デジタルな生活に慣れてくると、なんらかの規律をもたなければ受信箱を整理することがおぼつかなくなります。というのも、携帯デバイスと常時接続のおかげで、メッセージがあまりにも頻繁に流れてくるからです。電話、PCメール、携帯メール、対面-その他さまざまなオンラインの情報はもちろんのこと-といった延々と流れ込む情報によって、集中力は失われます。ですから、いわゆる「受け身の作業」の罠にはまらないように気をつけなければなりません(P073)。
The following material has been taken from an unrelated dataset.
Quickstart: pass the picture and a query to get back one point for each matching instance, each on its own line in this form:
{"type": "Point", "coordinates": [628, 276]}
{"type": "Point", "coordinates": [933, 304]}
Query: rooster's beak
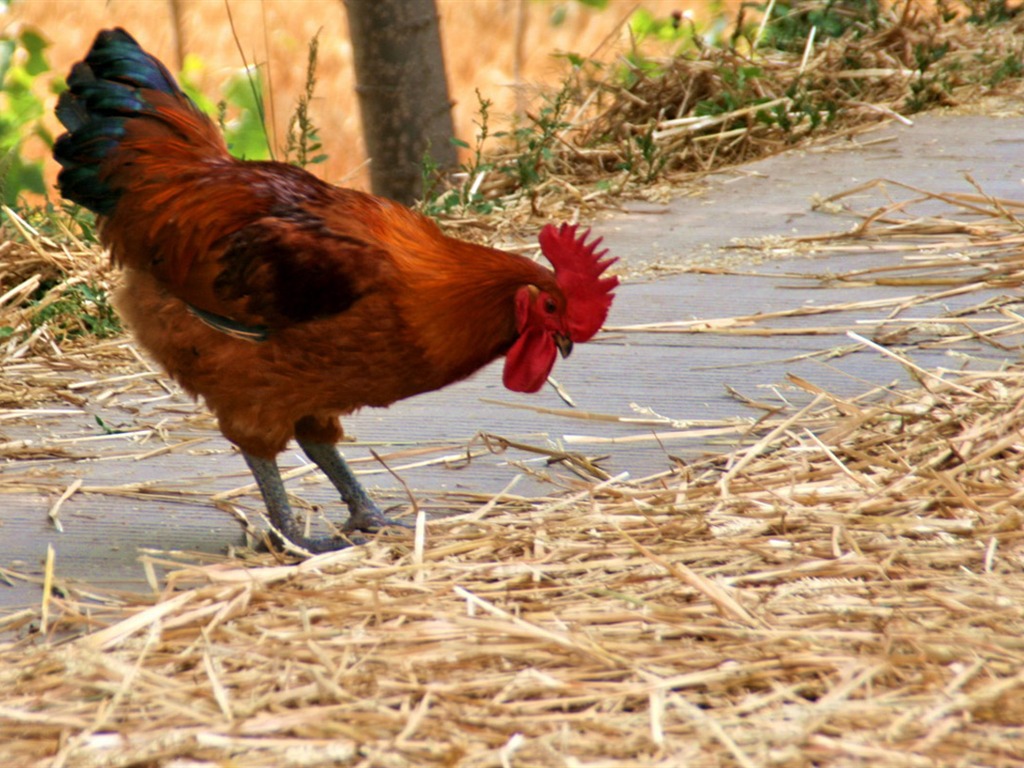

次から次へとアイデアを生み出す人は、それだけ多くのプロジェクトに関わったり、自分ではじめたりしているはずです。プロジェクトの要素を書き出して整理し、実際の問題解決のためにあれこれと工夫し、アクション・ステップをやり遂げるには、膨大なエネルギーを必要とします。エネルギーは人間にとってもっとも貴重な資源です。持てるエネルギーには限りがあります。
(中略)
その貴重なエネルギーをどこに注ぎ込むかを決める場合、すべてのプロジェクトを「最高」から「休止中」までの範囲に添って一目でわかるように書き出してみましょう。現在進行中のプロジェクトにどのくらいのエネルギーを使うべきでしょう?
いつの時点でも、最大の注意を払うべきプロジェクトがいくつもあるでしょう。一方でそこまで重要でないプロジェクトや、今は休眠中のものもあるはずです。
(中略)
覚えておいてほしいのは、プロジェクトにかける時間の長さに従って分類するものではないということです。プロジェクトの重要性をもとに、それにどれだけのエネルギーを使うべきかによって、振り分けるのです(P080)。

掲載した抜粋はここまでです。